Background: ADAMs (A Disintegrin And Metalloproteinase) are ectoproteases that have recently been reported to be expressed in cardiac tissue. Although they are known to regulate cell-cell and cell-matrix interactions, their pathophysiological role in various cardiac diseases is unclear. The purpose of the present study was to determine whether structural remodeling of the atria during atrial fibrillation (AF) is associated with altered ADAM expression.

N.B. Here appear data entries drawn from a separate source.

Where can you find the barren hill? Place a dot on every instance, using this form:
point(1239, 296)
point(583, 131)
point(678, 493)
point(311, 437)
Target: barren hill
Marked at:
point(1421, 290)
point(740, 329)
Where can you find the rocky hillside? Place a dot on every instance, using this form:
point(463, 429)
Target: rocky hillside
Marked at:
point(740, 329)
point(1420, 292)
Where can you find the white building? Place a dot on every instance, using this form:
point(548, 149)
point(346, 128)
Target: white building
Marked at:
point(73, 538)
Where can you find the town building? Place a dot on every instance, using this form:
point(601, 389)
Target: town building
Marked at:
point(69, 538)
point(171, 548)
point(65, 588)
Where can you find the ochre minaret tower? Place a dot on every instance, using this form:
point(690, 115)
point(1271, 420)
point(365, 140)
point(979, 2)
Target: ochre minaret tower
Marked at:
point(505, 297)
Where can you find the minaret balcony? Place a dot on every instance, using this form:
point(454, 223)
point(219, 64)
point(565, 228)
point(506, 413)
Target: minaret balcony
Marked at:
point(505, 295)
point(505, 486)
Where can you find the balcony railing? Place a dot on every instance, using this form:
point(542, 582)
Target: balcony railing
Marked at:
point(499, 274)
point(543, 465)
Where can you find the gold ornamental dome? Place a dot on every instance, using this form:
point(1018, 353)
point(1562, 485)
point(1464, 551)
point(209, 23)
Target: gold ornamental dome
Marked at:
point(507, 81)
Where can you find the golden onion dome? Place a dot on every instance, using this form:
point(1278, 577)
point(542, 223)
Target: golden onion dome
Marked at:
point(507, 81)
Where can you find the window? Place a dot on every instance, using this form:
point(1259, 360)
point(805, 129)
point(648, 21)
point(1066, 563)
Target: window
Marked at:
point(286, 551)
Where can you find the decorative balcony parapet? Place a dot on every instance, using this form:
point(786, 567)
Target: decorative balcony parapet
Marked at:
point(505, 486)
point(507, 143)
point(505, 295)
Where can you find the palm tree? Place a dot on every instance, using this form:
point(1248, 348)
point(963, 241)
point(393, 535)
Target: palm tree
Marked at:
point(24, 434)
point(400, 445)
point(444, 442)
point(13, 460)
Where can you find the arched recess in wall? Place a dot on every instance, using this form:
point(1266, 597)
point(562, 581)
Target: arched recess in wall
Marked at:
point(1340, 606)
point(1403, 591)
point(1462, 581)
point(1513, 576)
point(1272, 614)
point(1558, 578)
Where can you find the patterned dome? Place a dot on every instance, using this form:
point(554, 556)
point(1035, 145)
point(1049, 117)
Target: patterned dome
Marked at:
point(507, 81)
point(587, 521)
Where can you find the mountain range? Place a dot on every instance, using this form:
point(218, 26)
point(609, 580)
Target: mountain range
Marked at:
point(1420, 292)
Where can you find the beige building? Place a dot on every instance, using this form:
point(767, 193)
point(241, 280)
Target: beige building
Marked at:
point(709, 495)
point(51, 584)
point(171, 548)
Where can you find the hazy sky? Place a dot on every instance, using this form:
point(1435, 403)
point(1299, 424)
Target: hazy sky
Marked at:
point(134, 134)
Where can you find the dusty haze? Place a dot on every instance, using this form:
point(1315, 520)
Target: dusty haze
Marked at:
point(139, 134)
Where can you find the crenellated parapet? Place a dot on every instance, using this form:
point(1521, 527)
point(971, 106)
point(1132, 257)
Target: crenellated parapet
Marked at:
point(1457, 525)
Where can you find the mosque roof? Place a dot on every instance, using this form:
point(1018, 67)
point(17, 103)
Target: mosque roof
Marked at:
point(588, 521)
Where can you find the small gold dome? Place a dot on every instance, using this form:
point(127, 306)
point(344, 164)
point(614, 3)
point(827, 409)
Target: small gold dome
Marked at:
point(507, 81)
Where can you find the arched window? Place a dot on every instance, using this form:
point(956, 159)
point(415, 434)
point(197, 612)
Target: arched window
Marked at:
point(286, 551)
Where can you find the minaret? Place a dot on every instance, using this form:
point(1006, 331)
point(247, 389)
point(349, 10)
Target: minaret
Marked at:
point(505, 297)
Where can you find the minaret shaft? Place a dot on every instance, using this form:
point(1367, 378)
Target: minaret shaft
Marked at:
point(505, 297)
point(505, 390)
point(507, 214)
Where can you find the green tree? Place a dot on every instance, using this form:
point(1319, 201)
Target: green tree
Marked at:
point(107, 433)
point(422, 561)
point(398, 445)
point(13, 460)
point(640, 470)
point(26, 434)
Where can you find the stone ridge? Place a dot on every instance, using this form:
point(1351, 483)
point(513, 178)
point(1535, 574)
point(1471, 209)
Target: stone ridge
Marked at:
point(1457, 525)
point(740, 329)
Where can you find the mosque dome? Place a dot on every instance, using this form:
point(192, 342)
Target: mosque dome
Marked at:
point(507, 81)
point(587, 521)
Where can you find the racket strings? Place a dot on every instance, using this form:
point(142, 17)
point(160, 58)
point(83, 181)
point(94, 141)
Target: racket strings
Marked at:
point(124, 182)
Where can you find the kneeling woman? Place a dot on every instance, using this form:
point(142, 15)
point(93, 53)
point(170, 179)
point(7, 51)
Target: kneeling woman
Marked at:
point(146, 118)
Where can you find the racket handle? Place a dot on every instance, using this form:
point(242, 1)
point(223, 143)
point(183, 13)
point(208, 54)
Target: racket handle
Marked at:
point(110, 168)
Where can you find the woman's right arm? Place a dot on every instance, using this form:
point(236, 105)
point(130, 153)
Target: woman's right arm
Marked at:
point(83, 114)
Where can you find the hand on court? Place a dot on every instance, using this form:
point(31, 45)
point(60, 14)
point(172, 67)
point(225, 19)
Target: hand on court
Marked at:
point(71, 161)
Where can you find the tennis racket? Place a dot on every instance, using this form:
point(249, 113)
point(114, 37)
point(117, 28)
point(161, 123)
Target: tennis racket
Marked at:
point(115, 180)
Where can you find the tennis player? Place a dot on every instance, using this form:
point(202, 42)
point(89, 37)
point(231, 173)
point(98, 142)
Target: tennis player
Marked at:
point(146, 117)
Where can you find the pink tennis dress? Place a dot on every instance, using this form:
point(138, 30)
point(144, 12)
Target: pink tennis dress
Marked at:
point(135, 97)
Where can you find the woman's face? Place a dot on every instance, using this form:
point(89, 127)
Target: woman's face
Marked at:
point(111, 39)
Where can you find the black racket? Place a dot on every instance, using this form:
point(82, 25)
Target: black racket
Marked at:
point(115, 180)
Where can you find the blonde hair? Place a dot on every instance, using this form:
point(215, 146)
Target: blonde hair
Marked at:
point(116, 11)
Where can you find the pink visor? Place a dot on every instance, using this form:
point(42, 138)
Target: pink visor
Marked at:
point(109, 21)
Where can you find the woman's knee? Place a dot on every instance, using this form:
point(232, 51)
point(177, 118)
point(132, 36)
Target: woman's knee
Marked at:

Methods and results: Atrial tissue samples of 30 patients undergoing open-heart surgery were examined. Fifteen patients had persistent AF (> or =6 months), and the remaining 15 patients had no history of AF. ADAM9, ADAM10, and ADAM15 expression was analyzed quantitatively at the mRNA and protein levels. ADAM expression was localized by immunohistochemistry. ADAM expression was correlated with amounts of integrins beta1 and beta3. The amount of ADAM10 protein more than doubled during AF (82+/-15 versus 36+/-8 U; P<0.01). Amounts of ADAM15 protein (102+/-12 versus 40+/-6 U; P<0.01) and mRNA (24.0+/-5.6 versus 10.5+/-2.5 U; P<0.05) increased significantly during AF compared with sinus rhythm. ADAM9 protein was not detected in any sample. ADAM/integrin ratios showed an increase of 4- to 6-fold (P<0.05) in patients with AF who had significantly dilated atria (4.94+/-0.6 versus 4.3+/-0.7 cm; P<0.05). ADAM/integrin ratios correlated with atrial diameter.
Conclusions: AF is associated with an increase in the expression of ADAM10 and ADAM15. Enhanced ADAM-dependent disintegrin and metalloproteinase activity may be a molecular mechanism that contributes to the dilation of fibrillating human atria.